Yediyurappa’s budgets were also marked for their financial support to the various religious ashrams and sects in the state, something that was unprecedented at the time. The Congress and later, the coalition, all but cut down such allocations.
During the 2008-13 rule of the BJP, coastal Karnataka turned out to be a cauldron of communal politics. While the situation simmered even earlier, it kind of boiled over with various right-wing Hindutva fringe groups like the Ram Sena unfurling vigilantism, and taking on a self-professed role of being the moral police.
The attack on a pub in Mangaluru which was patronised by men and women and another on a birthday party of youngsters in a city resort were indicative of a larger assault on the liberal ethos of the state. No surprise that the situation cooled down almost immediately when the BJP lost to the Congress in the 2013 elections.

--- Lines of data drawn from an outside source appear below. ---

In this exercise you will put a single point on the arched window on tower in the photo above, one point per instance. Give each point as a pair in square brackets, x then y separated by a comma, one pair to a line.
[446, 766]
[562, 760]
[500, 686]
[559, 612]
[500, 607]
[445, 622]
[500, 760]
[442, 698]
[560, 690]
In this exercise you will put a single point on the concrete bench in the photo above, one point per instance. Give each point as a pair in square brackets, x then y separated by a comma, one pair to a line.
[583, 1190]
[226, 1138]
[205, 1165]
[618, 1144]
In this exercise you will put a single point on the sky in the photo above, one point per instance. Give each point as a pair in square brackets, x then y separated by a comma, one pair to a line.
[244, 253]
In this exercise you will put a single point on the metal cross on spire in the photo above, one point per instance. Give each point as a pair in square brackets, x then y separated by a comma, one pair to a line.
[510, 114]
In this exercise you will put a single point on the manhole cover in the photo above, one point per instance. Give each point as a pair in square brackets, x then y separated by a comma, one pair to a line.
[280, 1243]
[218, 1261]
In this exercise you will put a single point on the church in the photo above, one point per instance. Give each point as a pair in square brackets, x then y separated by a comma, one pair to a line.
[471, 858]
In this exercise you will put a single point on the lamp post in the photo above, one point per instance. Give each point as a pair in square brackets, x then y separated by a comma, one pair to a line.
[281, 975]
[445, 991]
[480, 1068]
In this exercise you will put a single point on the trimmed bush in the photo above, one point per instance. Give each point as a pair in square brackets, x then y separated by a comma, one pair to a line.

Of course certain more fundamental issues between the Hindu community and the minorities remain with vigilante groups (from both Hindu and Muslim groups) targeting inter-communal couples and attacks on each other.

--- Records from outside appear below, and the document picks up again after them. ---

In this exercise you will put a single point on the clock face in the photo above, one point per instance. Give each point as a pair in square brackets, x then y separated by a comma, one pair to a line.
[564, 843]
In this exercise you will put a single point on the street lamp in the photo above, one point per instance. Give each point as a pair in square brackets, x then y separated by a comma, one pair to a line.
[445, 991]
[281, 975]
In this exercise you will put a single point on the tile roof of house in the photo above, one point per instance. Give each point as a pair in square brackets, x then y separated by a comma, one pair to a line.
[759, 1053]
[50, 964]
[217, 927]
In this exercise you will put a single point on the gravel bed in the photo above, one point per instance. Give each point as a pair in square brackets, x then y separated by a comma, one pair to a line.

Now, with a phalanx of BJP leaders in power in Delhi and various states, it is a no-brainer that Yediyurappa and company start off with a political advantage. Karnataka is likely to see even more policies that are in tandem with what the central government would like them to do.
However, though the BJP is now the ruling party, it can by no means be called dominant along the lines of say, Yogi Adityanath’s branch of the party in Uttar Pradesh. This is bound to play on the minds of the party’s think tank in Karnataka.
While the predecessor chief minister H D Kumaraswamy has said he expects the BJP to continue its act of poaching more Congress and JD(S) legislators, another way the party could get a majority is to win most of the seats when by-elections are held to the 17 constituencies vacated by the disqualified legislators.
Tabling the motion of confidence on Monday, Yediyurappa said he did not believe in vindictive politics, that he was for a “forget and forgive” policy and acknowledged that though there were arguments and accusations, they were of a political nature, with both Siddaramaiah and Kumaraswamy never resorting to the politics of revenge against him. Talking in the same vein of conviviality, he hoped for their cooperation during his governance.
For Yediyurappa, who had to resign from his position in July 2011 under controversial circumstances owing to his alleged link in the Bellary iron ore scam, among other accusations of corruption, the return to power gives an opportunity to redeem his image. But, having started on a wrong foot by occupying the top state job on the back of allegations of poaching, he will have his task cut out.
As for the BJP in Karnataka, which witnessed three chief ministers in the five year period from 2008 and accumulated a stockpile of corruption accusations, besides rampant infighting and the breaking up of the party, this time around its credibility as a self-professed “party with a difference” is on the line.